-Chris
Ditto to thanks to Brian for his ggplot talk. That was a good reminder to
re-visit the ggplot2 package. Better looking graphics would be nice on many
projects.
Thanks, Chris, for the link to the online book. I'll take a look.
FWIW, here's the link to "Innocentive" web site that I briefly described:
http://www.innocentive.com/. I'm not so interested in the money they might
pay as just something that is technically challenging.
Some of the challenges are a bit like the CAMDA competition, and some are on
bioinformatics topics such as "Build an Efficient Pipeline to Find the Most
Powerful Predictors," https://www.innocentive.com/ar/challenge/9932794
That might be fun, but is a bit too big to explore with limited time. [Sadly
over time I'm losing much of my bioinformatics knowledge anyway.]
I've explored several of the Innocentive competitions but I've only
submitted one solution.
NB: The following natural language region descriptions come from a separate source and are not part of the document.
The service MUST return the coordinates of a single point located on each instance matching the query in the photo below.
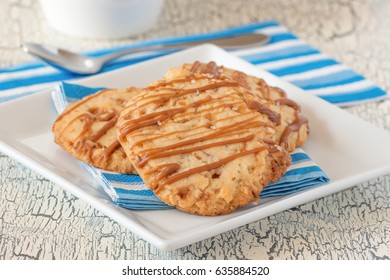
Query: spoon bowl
(65, 60)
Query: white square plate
(348, 149)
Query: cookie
(292, 125)
(199, 145)
(86, 130)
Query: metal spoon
(81, 64)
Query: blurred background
(357, 32)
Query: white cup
(101, 19)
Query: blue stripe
(196, 37)
(123, 178)
(303, 67)
(14, 96)
(334, 79)
(76, 91)
(289, 52)
(22, 67)
(354, 96)
(134, 192)
(301, 171)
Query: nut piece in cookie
(86, 130)
(199, 146)
(292, 126)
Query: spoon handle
(230, 42)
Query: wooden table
(39, 220)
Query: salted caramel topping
(148, 157)
(262, 109)
(207, 167)
(288, 102)
(230, 129)
(293, 127)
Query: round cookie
(199, 145)
(292, 127)
(86, 130)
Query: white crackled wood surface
(39, 220)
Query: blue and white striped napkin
(285, 55)
(130, 191)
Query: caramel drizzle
(85, 142)
(262, 87)
(175, 93)
(206, 167)
(239, 129)
(164, 172)
(222, 132)
(148, 157)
The review of the submissions takes longer than the
time spent working on them. I'm still waiting to hear about a submission
from July. If only I had created ggplot2 graphics to make them look better
... <g>.
The project that needed multiple cores and a lot of computation in R (I was
trying some wavelet approaches) was here: Materials Identification Based on
Measurements of Passively Emitted Electromagnetic Radiation
http://tunedit.org/challenge/material-classification
I've worked a bit on this from time to time since May. Much of the data
look almost random. Finding "signal" is quite difficult.